Mas atenção: é constitucional a tutela antecipada de evidência fundada em provimento vinculante; veda-se apenas a sua concessão inaudita altera parte. Oportunizada a oitiva do réu e convencendo-se o juiz de que o direito aparentemente existe, a antecipação deve ser concedida.

Quanto à tutela antecipada de evidência do procedimento monitório (CPC-2015, artigo 9º, III combinado com artigo 701 e seguintes), contudo, não há proteção deficiente do contraditório. A contradição da afirmação em relação a tudo o que se disse antes é apenas aparente, como se passa a demonstrar. No caso do artigo 9º, II, CPC-2015, há decisão com aptidão para interferir diretamente na esfera jurídica do réu, efeito cuja remoção depende da objeção exitosa por agravo de instrumento — que não tem efeito suspensivo automático —, ou por contestação amparada em prova documental robusta que ilustre quadro fático-jurídico diverso daquele insinuado na inicial (primeira parte do inciso II), ou que demonstre, pelas várias vias possíveis (por exemplo, distinção, superação, ilegalidade ou inconstitucionalidade, etc.), a não incidência do precedente no caso (segunda parte do inciso II). Mas em todos esses casos a esfera jurídica do réu já terá sido afetada até que sobrevenha a revogação da tutela antecipada. Não é o que ocorre na hipótese do artigo 9º, III, CPC-2015. Intimado do mandado monitório, o réu pode: i) pagar — quando haverá extinção do processo; ii) ficar inerte — quando haverá automática conversão em processo de execução; ou iii) apresentar embargos monitórios — quando haverá automática conversão em processo de conhecimento. Ou seja, no procedimento monitório a eficácia executiva ou mandamental, conforme o caso, só atua quando não interpostos, interpostos intempestivamente ou rejeitados os embargos monitórios. Já na tutela antecipada os tais efeitos atuam de imediato, só cessando após o êxito de eventual resposta. Em outras palavras, a mera apresentação de embargos monitórios (cujo conteúdo é de defesa, não diferindo essencialmente de uma contestação) mantém estancados os efeitos do mandado monitório, mas a apresentação de contestação ou agravo de instrumento não faz o mesmo com os efeitos da tutela antecipada no processo de conhecimento. Essa abissal diferença faz com que o diferimento do contraditório no caso do artigo 9º, III, CPC-2015 não represente proteção deficiente ao contraditório, motivo pelo qual o dispositivo é constitucional.

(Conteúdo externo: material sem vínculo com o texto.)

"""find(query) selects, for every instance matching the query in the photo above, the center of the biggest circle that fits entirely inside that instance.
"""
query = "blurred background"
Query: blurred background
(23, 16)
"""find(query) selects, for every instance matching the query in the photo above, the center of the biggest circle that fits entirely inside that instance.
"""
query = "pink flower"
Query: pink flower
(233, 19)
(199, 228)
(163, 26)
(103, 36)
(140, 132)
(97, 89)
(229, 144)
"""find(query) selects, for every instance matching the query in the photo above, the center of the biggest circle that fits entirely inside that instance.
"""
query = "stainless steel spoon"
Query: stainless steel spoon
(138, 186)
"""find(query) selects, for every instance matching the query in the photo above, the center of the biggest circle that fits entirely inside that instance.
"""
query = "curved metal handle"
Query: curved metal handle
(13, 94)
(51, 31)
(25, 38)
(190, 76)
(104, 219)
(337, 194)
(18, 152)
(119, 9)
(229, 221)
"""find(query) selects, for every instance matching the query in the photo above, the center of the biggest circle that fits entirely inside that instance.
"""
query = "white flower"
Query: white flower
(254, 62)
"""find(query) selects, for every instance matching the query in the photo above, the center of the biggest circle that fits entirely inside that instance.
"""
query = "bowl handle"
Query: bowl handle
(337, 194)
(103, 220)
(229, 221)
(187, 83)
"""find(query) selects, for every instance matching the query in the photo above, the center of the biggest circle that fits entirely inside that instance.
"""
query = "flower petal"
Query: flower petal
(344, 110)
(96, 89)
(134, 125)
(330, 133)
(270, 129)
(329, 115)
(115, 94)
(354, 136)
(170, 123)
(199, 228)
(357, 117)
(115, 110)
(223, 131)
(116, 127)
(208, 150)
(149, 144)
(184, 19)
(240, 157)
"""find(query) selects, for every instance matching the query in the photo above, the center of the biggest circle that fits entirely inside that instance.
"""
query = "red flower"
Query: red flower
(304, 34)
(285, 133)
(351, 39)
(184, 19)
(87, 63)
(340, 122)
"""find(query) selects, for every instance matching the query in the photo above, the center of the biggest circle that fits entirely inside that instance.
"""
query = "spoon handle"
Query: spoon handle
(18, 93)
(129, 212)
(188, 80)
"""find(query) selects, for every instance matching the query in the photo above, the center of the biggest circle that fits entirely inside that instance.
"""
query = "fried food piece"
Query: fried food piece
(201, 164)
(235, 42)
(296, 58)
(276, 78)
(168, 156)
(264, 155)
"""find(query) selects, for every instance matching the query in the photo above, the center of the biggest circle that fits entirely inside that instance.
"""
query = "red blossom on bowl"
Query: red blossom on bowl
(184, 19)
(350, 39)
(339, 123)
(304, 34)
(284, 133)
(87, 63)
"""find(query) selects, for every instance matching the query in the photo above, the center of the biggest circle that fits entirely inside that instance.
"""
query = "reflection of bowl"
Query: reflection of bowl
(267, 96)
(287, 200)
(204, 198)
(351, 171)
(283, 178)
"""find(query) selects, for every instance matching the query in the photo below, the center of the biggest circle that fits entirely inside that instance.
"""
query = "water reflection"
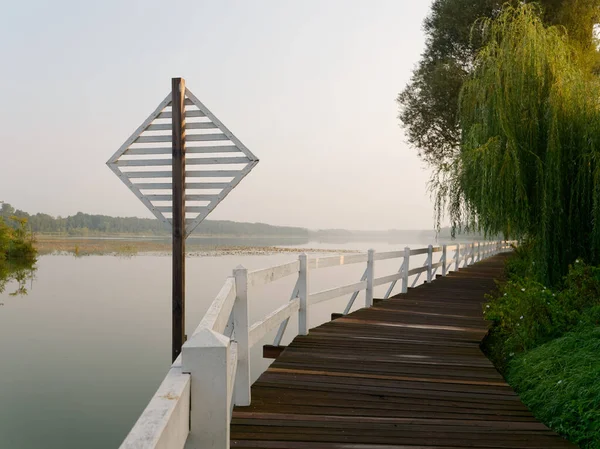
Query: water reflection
(20, 272)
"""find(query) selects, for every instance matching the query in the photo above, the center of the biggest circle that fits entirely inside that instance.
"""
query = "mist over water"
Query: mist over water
(85, 349)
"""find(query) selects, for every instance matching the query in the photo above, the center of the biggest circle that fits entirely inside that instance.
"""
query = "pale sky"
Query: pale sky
(309, 86)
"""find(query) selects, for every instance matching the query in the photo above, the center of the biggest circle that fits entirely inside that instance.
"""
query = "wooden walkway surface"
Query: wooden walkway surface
(407, 373)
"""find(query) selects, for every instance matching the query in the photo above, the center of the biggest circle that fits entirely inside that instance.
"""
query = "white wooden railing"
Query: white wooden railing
(193, 405)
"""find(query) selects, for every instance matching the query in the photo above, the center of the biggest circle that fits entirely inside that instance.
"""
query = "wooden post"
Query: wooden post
(303, 289)
(457, 261)
(241, 324)
(370, 278)
(444, 255)
(429, 263)
(178, 122)
(405, 265)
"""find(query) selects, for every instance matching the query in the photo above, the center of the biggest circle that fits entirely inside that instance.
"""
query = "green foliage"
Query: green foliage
(19, 271)
(530, 127)
(559, 382)
(546, 343)
(16, 242)
(527, 314)
(429, 103)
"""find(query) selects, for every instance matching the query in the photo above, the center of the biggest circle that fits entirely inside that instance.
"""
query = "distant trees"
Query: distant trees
(82, 224)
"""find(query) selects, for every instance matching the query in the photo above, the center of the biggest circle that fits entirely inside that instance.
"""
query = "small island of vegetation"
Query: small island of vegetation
(17, 253)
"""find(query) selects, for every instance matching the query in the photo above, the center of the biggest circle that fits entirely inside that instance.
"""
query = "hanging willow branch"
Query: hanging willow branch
(530, 129)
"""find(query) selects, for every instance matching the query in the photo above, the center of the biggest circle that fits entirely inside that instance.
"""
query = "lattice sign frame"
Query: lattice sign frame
(144, 159)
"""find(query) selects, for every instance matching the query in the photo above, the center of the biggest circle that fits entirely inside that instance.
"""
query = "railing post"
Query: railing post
(429, 263)
(370, 277)
(444, 256)
(303, 282)
(457, 259)
(205, 357)
(405, 266)
(241, 326)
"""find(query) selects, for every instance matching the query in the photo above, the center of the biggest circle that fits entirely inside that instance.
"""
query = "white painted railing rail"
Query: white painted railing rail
(192, 407)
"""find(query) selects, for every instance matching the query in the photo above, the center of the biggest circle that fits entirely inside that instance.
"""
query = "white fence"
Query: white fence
(192, 407)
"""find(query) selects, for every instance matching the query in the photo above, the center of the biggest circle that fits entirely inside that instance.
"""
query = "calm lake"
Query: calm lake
(83, 352)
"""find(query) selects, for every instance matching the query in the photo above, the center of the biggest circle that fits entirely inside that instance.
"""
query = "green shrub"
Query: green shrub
(527, 314)
(16, 243)
(560, 382)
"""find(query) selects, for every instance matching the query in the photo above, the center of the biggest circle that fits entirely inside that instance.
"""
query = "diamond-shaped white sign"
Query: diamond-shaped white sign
(216, 161)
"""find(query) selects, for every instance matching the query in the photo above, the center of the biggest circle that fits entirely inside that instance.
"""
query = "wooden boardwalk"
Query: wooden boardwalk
(407, 373)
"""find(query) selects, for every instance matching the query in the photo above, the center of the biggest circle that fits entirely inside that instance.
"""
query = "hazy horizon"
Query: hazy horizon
(309, 87)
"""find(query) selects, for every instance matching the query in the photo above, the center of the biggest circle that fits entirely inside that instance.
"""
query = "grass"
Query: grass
(546, 343)
(560, 383)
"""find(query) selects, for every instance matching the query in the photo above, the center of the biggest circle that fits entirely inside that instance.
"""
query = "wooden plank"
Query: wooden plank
(406, 373)
(205, 185)
(164, 422)
(213, 174)
(188, 125)
(216, 317)
(272, 352)
(335, 261)
(389, 255)
(417, 270)
(188, 113)
(336, 292)
(387, 279)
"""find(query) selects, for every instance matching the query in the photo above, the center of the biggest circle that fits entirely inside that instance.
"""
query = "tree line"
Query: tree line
(82, 224)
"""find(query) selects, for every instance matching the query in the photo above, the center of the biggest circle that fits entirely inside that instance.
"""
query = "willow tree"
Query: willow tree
(530, 141)
(429, 102)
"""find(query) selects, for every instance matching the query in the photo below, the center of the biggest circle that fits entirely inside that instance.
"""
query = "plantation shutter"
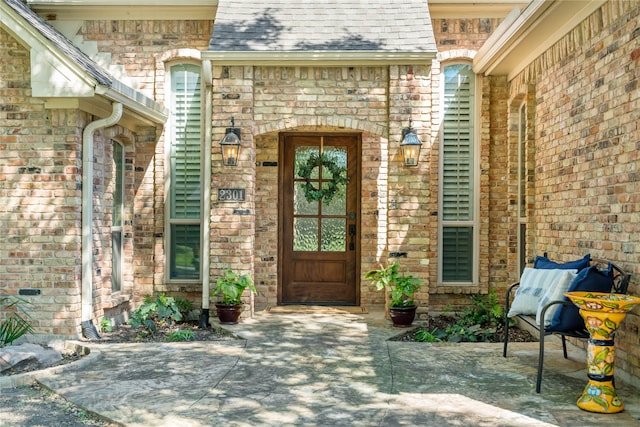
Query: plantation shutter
(458, 144)
(185, 147)
(457, 174)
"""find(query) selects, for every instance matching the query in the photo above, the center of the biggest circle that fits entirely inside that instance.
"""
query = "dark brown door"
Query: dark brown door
(319, 245)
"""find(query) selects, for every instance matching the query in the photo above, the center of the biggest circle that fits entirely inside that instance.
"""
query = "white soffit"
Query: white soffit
(125, 9)
(526, 34)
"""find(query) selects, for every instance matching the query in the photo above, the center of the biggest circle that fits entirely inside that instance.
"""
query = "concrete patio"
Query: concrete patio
(328, 370)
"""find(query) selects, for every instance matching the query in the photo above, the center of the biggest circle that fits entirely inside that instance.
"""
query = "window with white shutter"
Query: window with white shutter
(185, 174)
(457, 210)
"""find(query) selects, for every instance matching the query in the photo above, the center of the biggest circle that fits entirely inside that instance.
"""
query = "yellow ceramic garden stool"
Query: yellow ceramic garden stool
(602, 314)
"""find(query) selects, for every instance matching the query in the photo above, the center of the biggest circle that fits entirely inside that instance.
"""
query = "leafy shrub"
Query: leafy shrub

Conclui-se que os incisos II e III do artigo 9º e o parágrafo único do artigo 311 do CPC-2015 encerram proteção deficiente da garantia do contraditório e não se mostram necessários à proteção adequada de qualquer outro direito ou garantia fundamental, razão por que são eivados de inconstitucionalidade material, devendo deixar de ser aplicados, na via difusa, e declarados inconstitucionais, na via concentrada[9]. Presente, pois, a violação da Untermassverbot (principio da proibição de proteção deficiente).[10] A sanção é a inconstitucionalidade.